Kisah-kisah memilukan, menyayat hati sering kita
dengar, kita baca dan kita lihat di media. Ketika
berbicara rakyat Indonesia, yang terbayang adalah
sejumlah besar penduduk yang muslim. Menghadapi
kenyataan ini tak ada kata yang tepat bagi kita selain
kepedulian.
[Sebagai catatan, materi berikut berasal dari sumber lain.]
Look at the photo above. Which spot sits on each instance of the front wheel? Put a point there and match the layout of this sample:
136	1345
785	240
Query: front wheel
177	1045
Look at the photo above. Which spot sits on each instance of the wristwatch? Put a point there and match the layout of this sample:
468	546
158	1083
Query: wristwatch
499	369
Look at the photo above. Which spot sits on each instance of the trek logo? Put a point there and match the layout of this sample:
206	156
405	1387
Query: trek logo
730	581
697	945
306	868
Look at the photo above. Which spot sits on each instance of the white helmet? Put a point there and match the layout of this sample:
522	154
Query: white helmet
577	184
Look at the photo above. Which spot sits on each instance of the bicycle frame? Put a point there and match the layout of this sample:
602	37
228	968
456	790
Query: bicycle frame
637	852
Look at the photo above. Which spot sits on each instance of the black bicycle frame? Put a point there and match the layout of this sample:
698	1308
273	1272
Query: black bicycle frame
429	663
Pertanyaannya, bukan bisa atau tidak bisa
kita mengakhiri kisah sedih rakyat Indonesia, tapi
kita mau atau tidak mau melakukannya. Berbekal
kemauaan, insyallah jalan akan terbuka lebar sehingga
pelan tapi pasti kita kelak kita akan menyaksikan
penduduk negeri ini makmur, bisa hidup layak dan penuh
sentuhan religiusitas.

Sebagai penggugah jiwa, renungkanlah kata-kata ini.
Ada sebuah kata-kata bijak yang bisa mengingatkan
kita;

“Siapa diri kita sesungguhnya dapat dilihat dari apa
yang kita perbuat Bukan dari harta yang kita miliki”

Atau perkataan Sayyid Qutb, seorang pemikir dan
aktivis Islam dari Mesir;

“Orang yang hanya memikirkan diri sendiri, akan hidup
sebagai orang kerdil dan mati sebagai orang kerdil.
Tetapi orang yang mau memikirkan orang lain, ia akan
menjadi orang besar dan mati sebagai orang besar”.
Begitulah kawan, kita semestinya bersikap.

Sebagai penutup, izinkan saya berterima kasih kepada
seorang kawan. Semoga Allah SWT membalasnya dengan
kebaikan. Suatu ketika, saya sedang kehabisan uang.
Perut lapar karena belum terisi apapun. Disaat lapar
inilah datang seorang kawan dengan muka penuh
senyuman, “Bro, udah makan belum, ane traktir yuk”.
Saat itu, rasa trenyuh tak terbedung lagi, sementara
tak terasa air mata menetes penuh syukur.